Core Principals
Start with user needs, not assumptions.
I combine qualitative interviews (individual and group sessions) with quantitative behavioral data (Hotjar analytics, survey data) to build comprehensive understanding. This triangulation of methods ensures findings are validated across multiple data sources, as demonstrated in my Peer Group Institute project where I correlated Hotjar behavioral data with interview-reported pain points (r = 0.68, p < 0.01) to strengthen design recommendations.
Ensure statistical rigor and data cleanliness.

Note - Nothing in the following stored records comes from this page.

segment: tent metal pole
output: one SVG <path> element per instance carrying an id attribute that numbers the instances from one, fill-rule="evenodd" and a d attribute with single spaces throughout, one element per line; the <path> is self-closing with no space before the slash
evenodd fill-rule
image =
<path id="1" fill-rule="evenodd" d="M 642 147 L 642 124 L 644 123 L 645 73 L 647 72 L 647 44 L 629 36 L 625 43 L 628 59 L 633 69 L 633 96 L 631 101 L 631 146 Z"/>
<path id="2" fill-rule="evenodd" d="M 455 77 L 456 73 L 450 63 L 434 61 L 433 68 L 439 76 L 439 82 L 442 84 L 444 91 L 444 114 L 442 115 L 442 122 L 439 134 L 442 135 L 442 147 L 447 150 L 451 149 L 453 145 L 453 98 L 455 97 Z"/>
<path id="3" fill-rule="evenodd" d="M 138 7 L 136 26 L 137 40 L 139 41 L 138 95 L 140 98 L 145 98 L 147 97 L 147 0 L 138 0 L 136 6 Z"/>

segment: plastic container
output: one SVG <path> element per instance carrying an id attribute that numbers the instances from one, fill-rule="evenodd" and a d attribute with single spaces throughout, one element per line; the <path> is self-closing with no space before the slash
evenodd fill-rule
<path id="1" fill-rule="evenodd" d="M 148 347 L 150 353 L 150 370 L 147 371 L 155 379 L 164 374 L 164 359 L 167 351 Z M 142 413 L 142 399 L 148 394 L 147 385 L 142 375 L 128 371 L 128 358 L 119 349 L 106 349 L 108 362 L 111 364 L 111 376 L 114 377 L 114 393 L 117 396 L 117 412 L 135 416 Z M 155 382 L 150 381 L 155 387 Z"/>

I implement rigorous data validation procedures, appropriate statistical tests (t-tests, chi-square, correlation analysis), and transparent methodology documentation to ensure findings are statistically sound and credible. This emphasis on statistical cleanliness was essential in my Peer Group Institute project, where rigorous analysis enabled confident executive presentations and faster decision-making.
Communicate for impact.
I translate research findings into business metrics (engagement, conversion, satisfaction) and actionable design recommendations that stakeholders can act on. Rather than presenting research in isolation, I connect user needs to business objectives, as seen in my executive collaboration work where I developed ROI projections (20-25% increase in engagement, 15-18% improvement in conversion rates) that enabled data-driven scope decisions.
Collaborate effectively across disciplines.
I work seamlessly with developers, designers, product managers, and executives, establishing clear communication protocols and documentation standards. My HAFA project demonstrated how systematic collaboration—using Notion for shared documentation and Figma for interactive prototypes—resulted in 40% reduction in design-development revision cycles and faster implementation timelines.